El término de nuestro pueblo está salpicado de cortijos. Hoy, todos, salvo alguna honrosa excepción están derruidos, y los muros de ellos que aún se sostienen entre las vigas y el escombro, se asemejan a los edificios que vemos heridos por las explosiones en cualquiera de las guerras que nos brindan día a día los telediarios. 
  
Recuerdo en otras épocas cuando los cortijos torrecampeños tenían vida, el ver en ellos a los “caseros de puertas abiertas”, frase esta que definía que el cortijo estaba habitado, siendo lo más habitual por un matrimonio que disfrutaba de alojamiento gratis además de beneficiarse del sustento que les proporcionaban los animales como, gallinas, conejos, y cerdos entre otros, y también el de tener el cabeza de familia el jornal casi a diario asegurado trabajando en las tierras del dueño de la hacienda.  

Las cortijadas eran núcleos de cortijos en las que en algunas de estas agrupaciones, en mi época disponían de escuela y hasta de una pequeña iglesia donde los domingos se oficiaba misa. Está en mis recuerdos, El Berrueco, donde el castillo medieval en ruinas se erige aún como lo que fue, en vigía y en atalaya, presumiendo que el paso de los siglos haya afectado más a los cortijos agonizantes que lo circundan. Mientras estos se desploman, en su derrumbe van devolviéndole al castillo las piedras que les fueron arrancadas para su construcción.

No quiero olvidarme de los cortijillos que eran pequeños habitáculos de planta baja de reducidas dimensiones cuya edificación consistía en cocina, pajar, y cuadra. Estos cortijillos servían para que el agricultor minifundista pernoctara mientras desarrollaba las labores agrícolas. La campiña llegó a estar pintorreada de estos cortijillos, la mayoría de ellos hoy desaparecidos que hubieron de construirse un día dado lo dilatado de nuestro término comarcal, factor este que agravaba el largo desplazamiento cuando el medio de ir al tajo era andando o al paso de una caballería. 
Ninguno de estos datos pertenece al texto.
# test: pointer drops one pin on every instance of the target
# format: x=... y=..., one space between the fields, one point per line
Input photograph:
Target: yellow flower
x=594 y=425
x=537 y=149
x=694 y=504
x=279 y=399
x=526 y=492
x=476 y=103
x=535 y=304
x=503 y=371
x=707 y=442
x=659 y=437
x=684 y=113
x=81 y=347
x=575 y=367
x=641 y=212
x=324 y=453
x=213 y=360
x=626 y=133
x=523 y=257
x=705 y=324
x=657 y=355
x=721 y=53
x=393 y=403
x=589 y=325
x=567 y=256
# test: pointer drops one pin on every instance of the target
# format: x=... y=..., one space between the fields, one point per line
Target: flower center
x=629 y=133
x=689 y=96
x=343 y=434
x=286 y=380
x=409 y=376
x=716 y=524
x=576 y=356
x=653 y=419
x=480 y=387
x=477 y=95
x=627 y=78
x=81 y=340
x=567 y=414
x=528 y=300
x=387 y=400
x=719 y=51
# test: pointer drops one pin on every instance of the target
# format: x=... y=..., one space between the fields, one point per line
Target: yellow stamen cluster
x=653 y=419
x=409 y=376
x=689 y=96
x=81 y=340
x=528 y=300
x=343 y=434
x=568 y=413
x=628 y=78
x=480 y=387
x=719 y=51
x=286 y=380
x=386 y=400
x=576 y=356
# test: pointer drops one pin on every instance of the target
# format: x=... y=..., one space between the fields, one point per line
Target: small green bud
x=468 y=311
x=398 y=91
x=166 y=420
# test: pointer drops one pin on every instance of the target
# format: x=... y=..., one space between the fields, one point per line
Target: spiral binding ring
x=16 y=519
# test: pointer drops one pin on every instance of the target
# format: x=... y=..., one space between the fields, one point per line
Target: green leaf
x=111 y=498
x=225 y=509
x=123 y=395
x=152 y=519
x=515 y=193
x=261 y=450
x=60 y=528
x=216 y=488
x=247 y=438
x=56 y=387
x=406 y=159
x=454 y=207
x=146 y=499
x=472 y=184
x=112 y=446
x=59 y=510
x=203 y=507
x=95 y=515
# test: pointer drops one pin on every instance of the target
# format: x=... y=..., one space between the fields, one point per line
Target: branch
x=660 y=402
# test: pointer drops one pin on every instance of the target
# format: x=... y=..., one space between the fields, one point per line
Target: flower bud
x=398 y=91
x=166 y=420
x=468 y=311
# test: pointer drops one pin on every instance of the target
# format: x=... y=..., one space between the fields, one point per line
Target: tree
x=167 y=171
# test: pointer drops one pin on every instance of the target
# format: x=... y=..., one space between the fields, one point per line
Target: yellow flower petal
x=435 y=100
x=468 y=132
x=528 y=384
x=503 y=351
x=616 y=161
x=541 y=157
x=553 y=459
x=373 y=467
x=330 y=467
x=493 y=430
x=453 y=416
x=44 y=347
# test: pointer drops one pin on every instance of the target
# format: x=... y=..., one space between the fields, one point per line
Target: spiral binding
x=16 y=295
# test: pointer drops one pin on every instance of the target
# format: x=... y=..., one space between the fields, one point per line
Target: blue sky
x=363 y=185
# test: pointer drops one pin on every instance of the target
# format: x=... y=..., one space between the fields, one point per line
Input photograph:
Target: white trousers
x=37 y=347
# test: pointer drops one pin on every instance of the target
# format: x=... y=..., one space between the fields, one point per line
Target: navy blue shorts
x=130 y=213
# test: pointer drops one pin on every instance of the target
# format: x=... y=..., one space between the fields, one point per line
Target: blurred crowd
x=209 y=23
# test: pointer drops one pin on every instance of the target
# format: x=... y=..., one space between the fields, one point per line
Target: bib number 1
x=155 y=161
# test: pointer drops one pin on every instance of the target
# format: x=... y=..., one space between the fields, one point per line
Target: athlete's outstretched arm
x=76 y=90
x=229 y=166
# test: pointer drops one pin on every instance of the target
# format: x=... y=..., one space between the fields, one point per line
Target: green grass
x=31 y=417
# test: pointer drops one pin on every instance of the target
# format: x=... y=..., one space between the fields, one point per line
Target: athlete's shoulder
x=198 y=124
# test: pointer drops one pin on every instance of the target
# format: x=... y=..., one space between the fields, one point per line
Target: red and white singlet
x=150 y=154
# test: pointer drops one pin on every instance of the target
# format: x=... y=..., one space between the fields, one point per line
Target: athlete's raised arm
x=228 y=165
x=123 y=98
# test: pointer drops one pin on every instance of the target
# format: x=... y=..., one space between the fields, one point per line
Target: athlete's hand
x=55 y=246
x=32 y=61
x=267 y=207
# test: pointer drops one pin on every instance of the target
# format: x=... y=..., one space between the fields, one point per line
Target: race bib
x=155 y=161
En algunos pueblos de nuestra provincia están rehabilitando muchos cortijos para uso y disfrute de las gentes que buscan paz y sosiego y gustan además de estar en contacto con la naturaleza.
Ojalá que en nuestro pueblo alguien se atreva a restaurar alguno para dedicarlo a este fin, pues a pesar de la que está cayendo yo le auguro un futuro prometedor.